El Dios de Jesús es el Dios vivo que sólo es vida y transforma toda muerte en vida, todo interés en gratuidad, todo temor en confianza.
El Dios de Jesús no es un Dios que juzga y condena, que castiga y amenaza, sino un Dios que es absoluta gracia y buena noticia. Las primeras palabras que Jesús pronuncia en público según el Evangelio de Lucas son las siguientes: “El Espíritu del Señor me ha ungido para anunciar a los pobres la Buena Nueva, para proclamar el año de gracia del Señor” (Lc 4,18-19). Eso es Dios según Jesús: buena noticia para el pobre, año de gracia sin fin.
El judaísmo de la época de Jesús dejaba suspendido a Dios entre el juicio y la gracia. En consecuencia, también la esperanza del creyente quedaba necesariamente suspendida; la “barrera del juicio”[7] toma en barrera de angustia, pues ¿quién podrá presumir ser hallado justo? La llamada a la conversión se acompaña entonces de la amenaza del castigo. Así vernos en Juan Bautista, buen representante de la ambivalencia de la imagen de Dios en la apocalíptica judía (Dios que salva/Dios que condena eternamente). Pero, en contraste con él, Jesús apoyó su llamada a la conversión en el anuncio de una buena noticia, del año de gracia, aún cuando siga utilizando la imaginería apocalíptica del juicio y del castigo[8].
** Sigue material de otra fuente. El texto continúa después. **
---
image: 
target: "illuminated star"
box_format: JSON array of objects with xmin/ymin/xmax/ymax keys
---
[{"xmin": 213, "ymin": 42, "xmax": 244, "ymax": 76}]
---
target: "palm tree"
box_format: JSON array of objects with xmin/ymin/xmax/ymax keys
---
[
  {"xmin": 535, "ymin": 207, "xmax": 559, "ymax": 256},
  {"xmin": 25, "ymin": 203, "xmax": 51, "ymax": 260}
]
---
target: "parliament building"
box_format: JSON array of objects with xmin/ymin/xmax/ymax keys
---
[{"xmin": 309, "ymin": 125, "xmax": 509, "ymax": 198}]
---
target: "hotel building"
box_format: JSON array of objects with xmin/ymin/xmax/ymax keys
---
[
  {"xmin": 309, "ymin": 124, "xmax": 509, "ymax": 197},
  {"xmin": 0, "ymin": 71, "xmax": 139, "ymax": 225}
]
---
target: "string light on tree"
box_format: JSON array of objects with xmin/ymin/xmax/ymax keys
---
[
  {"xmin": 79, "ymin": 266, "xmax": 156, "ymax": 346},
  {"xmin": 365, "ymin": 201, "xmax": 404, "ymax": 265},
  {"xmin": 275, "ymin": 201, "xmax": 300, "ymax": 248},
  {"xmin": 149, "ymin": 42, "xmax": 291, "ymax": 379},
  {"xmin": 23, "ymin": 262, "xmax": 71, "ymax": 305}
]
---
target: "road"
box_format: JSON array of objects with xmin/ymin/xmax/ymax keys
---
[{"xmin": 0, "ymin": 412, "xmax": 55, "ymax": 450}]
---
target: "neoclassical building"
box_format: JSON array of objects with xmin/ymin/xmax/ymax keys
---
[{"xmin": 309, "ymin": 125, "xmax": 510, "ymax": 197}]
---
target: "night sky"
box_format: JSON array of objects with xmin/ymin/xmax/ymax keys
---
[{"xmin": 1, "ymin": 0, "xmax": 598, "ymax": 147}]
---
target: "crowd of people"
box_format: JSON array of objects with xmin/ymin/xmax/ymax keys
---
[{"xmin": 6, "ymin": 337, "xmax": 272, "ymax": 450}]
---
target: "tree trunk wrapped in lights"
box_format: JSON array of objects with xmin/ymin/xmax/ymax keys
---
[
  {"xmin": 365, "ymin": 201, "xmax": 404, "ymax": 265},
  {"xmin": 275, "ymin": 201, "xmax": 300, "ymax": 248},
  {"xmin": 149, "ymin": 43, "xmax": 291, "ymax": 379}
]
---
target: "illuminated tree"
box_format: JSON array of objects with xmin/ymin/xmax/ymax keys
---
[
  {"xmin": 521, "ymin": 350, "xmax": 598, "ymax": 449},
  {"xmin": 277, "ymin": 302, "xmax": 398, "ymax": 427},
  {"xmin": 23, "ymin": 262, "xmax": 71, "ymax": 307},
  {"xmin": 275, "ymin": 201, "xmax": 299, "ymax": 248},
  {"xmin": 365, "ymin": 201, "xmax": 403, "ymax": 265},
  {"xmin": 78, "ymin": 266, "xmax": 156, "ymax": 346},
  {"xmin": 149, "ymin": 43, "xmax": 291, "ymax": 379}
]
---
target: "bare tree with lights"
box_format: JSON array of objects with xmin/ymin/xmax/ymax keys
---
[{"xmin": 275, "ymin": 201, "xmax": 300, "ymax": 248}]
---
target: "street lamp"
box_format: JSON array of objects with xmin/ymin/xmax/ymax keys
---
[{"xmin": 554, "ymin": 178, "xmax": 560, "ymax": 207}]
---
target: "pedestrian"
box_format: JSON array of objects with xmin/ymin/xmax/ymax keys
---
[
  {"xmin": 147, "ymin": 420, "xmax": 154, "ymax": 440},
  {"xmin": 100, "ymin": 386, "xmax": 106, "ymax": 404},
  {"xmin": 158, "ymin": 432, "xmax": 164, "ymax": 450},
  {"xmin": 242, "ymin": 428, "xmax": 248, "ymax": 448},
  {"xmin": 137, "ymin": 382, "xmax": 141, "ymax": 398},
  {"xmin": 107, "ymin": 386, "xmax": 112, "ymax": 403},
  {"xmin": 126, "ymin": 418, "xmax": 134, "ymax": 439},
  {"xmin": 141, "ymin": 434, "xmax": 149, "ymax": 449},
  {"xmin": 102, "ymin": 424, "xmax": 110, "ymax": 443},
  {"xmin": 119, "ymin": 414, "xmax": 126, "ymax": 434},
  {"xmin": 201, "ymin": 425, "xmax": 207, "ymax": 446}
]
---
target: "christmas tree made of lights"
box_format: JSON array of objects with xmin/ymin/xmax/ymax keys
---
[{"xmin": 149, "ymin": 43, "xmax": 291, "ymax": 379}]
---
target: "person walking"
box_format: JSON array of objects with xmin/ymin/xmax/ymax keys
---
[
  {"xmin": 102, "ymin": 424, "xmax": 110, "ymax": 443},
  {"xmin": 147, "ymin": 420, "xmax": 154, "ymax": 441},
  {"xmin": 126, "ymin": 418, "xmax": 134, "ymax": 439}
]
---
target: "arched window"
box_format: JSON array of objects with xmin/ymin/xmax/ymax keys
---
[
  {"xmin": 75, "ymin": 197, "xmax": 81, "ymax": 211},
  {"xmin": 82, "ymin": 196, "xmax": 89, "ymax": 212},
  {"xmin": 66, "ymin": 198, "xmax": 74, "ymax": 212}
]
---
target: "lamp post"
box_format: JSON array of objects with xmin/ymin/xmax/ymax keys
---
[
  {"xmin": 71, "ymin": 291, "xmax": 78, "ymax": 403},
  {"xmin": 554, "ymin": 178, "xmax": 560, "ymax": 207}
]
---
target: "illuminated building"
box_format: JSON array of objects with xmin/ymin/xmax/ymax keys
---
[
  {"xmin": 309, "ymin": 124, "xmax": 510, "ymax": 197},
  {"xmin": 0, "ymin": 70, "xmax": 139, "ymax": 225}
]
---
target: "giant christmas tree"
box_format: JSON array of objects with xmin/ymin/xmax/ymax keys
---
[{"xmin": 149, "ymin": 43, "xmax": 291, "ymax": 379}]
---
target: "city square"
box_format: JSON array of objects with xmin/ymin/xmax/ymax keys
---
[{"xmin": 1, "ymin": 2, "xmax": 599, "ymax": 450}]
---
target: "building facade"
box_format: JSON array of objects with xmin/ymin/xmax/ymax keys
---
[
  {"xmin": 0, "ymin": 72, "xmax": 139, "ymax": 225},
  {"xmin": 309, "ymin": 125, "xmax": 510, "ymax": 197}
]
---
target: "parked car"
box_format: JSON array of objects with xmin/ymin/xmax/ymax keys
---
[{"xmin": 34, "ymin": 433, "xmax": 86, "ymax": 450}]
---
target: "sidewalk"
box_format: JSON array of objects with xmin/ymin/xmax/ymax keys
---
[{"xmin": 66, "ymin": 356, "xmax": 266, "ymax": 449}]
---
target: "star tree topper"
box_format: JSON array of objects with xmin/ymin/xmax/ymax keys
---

Y Jesús no reveló a Dios ante todo hablando sobre Dios, sino practicándolo. Jesús practicó a Dios siendo bueno y haciendo el bien, compadeciéndose del dolor y curando dolencias, compartiendo la mesa con excluidos y pecadores. En una palabra, siendo humano. Siendo tan humano como solamente Dios puede serlo, Jesús reveló la humanidad de Dios; siendo humano hasta el dolor, hasta la Cruz, hasta la muerte; Jesús reveló la humanidad radical de Dios capaz de transformar por dentro la humanidad del hombre. Incluso la Cruz, máxima inhumanidad, la convirtió Jesús en prueba de máxima solidaridad divina, de máxima humanidad de Dios. Y así transformó por dentro incluso la cruz en Pascua. Ese Dios es creíble, es digno de fe, incluso en la Cruz, y sobre todo en la Cruz. Y es poderoso y eficaz para transformar la cruz en Pascua. Así lo reconocemos los cristianos confesando que Dios resucitó a Jesús crucificado: la Cruz de Jesús muestra la plena solidaridad humana de Dios en la que podemos creer, y la Resurrección de Jesús muestra la divinidad de Dios en la que podemos esperar. La Resurrección revela el poder del amor revelado por la Cruz. La Cruz hace creíble el poder de Dios revelado por la Resurrección[9].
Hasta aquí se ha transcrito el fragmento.